Package, dependency and environment management for any language—Python, R, Ruby, Lua, Scala, Java, JavaScript, C/ C++, FORTRAN, and more.

Please find more information at this link: [https://docs.conda.io/en/latest/](https://docs.conda.io/en/latest/)

Conda provides a great way to install packages that are already compiled, so you don't need to go over the long compilation process. If a package you need is not available, you can install it (and compile it when needed) using pip (Python) or install.packages (R).

:::note
Reproducibility:
One of the ways to ensure the reproducibility of your results is to have an independent conda environment in the directory of each project (one of the options shown below). This will also keep conda environment files away from your /home/$USER directory.
:::

## Advantages/disadvantages of using Conda
### Advantages

- A lot of pre-compiled packages (fast and easy to install)
- Note for Python: pip also offers pre-compiled packages (wheels). List can be found here https://pythonwheels.com. However, Conda has a significantly larger number of pre-compiled packages.
- Compiled packages use highly efficient Intel Math Kernel Library (MKL) library

### Disadvantages

- Conda does not take advantage of packages already installed in the system (while [virtualenv and venv](./03_python_packages_with_virtual_environments.md) do)
- As you will see below, you may need to do additional steps to keep track of all installed packages (including those installed by pip and/or install.packages)

## Initializing Conda
Load anaconda module
```sh
module purge
module load anaconda3/2020.07
```

Conda init can create problems with package installation, so we suggest using `source activate` instead of `conda activate`, even though conda activate is considered a best practice by the Anaconda developers.

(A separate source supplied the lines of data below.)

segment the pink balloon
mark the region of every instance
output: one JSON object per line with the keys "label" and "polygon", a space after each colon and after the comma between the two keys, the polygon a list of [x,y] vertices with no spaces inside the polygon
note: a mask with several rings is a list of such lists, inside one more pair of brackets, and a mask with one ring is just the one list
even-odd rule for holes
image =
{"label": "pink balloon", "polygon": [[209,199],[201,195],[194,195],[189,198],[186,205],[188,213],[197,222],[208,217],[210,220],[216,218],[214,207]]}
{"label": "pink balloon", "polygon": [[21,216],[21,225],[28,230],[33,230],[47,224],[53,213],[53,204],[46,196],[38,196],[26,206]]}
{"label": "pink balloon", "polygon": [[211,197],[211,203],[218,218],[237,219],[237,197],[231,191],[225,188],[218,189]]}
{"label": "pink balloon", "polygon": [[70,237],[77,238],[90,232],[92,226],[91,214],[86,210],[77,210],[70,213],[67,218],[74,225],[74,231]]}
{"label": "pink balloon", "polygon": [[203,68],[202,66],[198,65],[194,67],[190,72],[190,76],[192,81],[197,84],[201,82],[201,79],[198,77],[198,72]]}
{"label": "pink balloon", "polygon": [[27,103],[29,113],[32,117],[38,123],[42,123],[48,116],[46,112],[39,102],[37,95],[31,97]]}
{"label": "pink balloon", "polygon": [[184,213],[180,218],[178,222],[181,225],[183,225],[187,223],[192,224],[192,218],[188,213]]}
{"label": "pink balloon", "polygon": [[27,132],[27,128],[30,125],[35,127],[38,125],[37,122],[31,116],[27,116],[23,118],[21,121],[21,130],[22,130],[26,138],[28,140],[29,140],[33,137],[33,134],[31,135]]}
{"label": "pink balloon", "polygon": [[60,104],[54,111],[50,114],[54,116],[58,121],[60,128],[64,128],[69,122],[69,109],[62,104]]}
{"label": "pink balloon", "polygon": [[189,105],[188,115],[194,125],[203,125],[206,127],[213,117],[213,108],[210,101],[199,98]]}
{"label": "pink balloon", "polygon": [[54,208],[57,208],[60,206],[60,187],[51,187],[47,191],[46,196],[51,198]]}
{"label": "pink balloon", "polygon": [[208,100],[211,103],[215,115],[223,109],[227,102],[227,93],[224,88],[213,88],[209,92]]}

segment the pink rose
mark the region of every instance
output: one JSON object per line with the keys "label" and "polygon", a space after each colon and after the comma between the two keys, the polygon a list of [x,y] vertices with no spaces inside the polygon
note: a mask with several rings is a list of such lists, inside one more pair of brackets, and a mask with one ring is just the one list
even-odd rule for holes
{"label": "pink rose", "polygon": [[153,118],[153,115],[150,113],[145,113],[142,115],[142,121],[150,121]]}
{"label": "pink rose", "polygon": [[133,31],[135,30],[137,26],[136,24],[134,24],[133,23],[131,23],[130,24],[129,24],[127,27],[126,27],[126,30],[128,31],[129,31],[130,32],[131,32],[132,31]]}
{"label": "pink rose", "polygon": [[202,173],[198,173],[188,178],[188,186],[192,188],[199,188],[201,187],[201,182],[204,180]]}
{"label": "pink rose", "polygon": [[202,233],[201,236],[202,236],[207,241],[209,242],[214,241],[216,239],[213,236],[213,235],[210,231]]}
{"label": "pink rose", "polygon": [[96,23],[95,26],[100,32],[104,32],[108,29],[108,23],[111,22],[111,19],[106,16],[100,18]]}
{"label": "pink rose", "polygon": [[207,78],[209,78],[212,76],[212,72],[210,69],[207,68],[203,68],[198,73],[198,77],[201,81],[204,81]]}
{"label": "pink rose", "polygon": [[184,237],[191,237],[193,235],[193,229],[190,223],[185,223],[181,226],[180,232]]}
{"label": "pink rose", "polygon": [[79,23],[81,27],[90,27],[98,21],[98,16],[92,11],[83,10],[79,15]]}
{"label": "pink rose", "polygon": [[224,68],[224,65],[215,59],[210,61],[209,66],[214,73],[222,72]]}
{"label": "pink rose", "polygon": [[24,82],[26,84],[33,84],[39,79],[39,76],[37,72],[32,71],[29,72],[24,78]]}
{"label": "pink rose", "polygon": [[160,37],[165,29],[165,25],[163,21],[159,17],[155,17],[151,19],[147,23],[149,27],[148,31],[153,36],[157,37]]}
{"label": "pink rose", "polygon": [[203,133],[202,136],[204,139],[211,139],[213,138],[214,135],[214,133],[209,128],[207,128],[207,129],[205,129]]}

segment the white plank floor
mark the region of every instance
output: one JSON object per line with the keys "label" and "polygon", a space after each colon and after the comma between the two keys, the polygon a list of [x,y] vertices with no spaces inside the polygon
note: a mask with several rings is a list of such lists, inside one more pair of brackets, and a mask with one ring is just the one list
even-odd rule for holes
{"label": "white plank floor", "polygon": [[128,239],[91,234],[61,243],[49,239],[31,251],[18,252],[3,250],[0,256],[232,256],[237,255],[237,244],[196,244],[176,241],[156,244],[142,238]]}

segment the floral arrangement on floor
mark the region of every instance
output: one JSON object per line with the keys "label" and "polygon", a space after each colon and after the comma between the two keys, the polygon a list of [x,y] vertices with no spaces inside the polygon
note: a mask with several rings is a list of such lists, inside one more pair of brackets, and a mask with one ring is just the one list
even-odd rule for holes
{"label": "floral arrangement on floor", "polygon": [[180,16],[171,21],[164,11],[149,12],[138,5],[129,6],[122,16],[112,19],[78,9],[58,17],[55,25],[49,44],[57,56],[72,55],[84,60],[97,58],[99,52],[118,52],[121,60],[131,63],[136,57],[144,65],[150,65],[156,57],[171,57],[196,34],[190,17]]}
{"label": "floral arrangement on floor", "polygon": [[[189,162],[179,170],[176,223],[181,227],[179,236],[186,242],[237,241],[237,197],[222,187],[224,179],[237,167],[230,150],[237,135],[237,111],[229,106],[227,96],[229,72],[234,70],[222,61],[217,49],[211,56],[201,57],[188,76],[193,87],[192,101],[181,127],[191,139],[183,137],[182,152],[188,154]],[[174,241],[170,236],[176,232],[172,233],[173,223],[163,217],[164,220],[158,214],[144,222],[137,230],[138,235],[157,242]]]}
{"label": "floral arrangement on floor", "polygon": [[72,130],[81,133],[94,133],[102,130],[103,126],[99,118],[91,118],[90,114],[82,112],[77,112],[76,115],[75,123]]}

### Automatic deletion of your files
This page describes the installation of packages on /scratch. One has to remember, though, that files stored in the HPC scratch file system are subject to the HPC Scratch old file purging policy: Files on the /scratch file system that have not been accessed for 60 or more days will be purged (read more about [Data Management](../03_storage/06_data_management.md).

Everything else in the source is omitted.